Abit BP6 Lockup Kernel Disassembly

From: Phillip K. Hornung (falcon@pknet.com)
Date: Mon Apr 03 2000 - 01:43:50 EST


I recently got an Abit BP6 running Dual 466MHz Celerons and have been
experiencing the infamous lockup problem.

It plagued me for a few days so I decided to look into the issue. I
don't have much kernel hacking under my belt yet, but I did come up with
something.

Although the lockups seemed fairly random, I am not so sure that they
were, after some time experiencing them. I will give a brief account of
my research as well as the usual system specs. :)
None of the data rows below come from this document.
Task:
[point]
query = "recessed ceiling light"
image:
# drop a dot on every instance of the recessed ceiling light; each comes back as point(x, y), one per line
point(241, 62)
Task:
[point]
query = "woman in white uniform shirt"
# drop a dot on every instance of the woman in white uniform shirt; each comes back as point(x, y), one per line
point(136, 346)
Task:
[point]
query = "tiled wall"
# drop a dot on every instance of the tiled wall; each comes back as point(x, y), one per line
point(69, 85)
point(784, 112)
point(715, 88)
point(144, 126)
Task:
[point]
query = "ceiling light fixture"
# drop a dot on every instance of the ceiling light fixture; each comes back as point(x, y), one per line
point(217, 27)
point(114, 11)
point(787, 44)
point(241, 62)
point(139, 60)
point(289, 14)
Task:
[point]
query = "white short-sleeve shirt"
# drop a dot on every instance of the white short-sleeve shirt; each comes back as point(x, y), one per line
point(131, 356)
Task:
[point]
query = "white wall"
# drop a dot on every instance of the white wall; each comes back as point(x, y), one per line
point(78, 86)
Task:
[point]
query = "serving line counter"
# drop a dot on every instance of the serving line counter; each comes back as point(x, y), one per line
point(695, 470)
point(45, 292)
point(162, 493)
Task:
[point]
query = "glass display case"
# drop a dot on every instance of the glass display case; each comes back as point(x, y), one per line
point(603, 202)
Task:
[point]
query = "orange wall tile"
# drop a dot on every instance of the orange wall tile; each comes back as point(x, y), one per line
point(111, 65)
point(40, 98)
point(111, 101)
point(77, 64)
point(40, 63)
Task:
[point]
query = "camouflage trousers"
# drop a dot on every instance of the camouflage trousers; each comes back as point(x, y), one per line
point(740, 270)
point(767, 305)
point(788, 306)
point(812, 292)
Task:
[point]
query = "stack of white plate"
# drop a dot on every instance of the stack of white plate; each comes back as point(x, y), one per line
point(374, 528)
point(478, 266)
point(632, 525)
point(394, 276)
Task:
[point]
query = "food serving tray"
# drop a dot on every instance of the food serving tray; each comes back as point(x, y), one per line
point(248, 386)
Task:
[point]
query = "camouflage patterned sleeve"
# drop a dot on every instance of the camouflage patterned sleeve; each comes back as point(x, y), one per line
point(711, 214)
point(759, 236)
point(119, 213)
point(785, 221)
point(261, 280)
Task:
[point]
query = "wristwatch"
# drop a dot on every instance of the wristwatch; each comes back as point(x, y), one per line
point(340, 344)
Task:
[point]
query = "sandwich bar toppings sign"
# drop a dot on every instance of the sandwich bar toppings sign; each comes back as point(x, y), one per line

The machine is as stated above along with 128MB of ECC memory, an 8.7GB
IBM Ultrastar Ultra SCSI drive, a cheap FAST-10 NCR host adapter without
BIOS. Due to this, I have to complicate things and boot from an IDE
drive, a 3.4GB UDMA33 Samsung, and a spare 2.1GB Seagate. The IDE
system is completed with a 36x UDMA33 CDROM drive. The video card is an
Ati 3DXrpression+ with 4MB SGRAM and is PCI. The soundcard is a non PnP
ESS 1688 ISA card, and the modem is a standard ISA 33.6 Texas
Instruments faxmodem. I also have a Hauppauge TV capture card with a
Bt878. I haven't had any issues with my hardware in the past, they were
part of a system running on a K6/233. The case in this system is an
Inwin Q500 full tower with about 3 case fans, so it stays relatively
cool. I have no PCI cards in slot 3 (shared with the HPT366 ATA66
controller) and I have only one card in slot 4 since 4 and 5 share
busmastering. I also do not use the HPT366. I have tried the machine
in a few configurations, also changing memory timings and even removing
processors. The BIOS is the QQ-2 beta, but I have the original factory
BIOS on a disk.

During the lockup, I was in X, typing this exact report, and had XFree86
compiling in an Xterm. More on that in a second. I have locked this
machine up in many cases, twice over telnet only, a few times in the
console, and many times in X. The strange thing is that it always locks
solid at one point in the XFree86 4.0 compilation. I was logging the
"make World" output to a file and this was always the last file to
attempt to be compiled (using some crazy optimization flags too.)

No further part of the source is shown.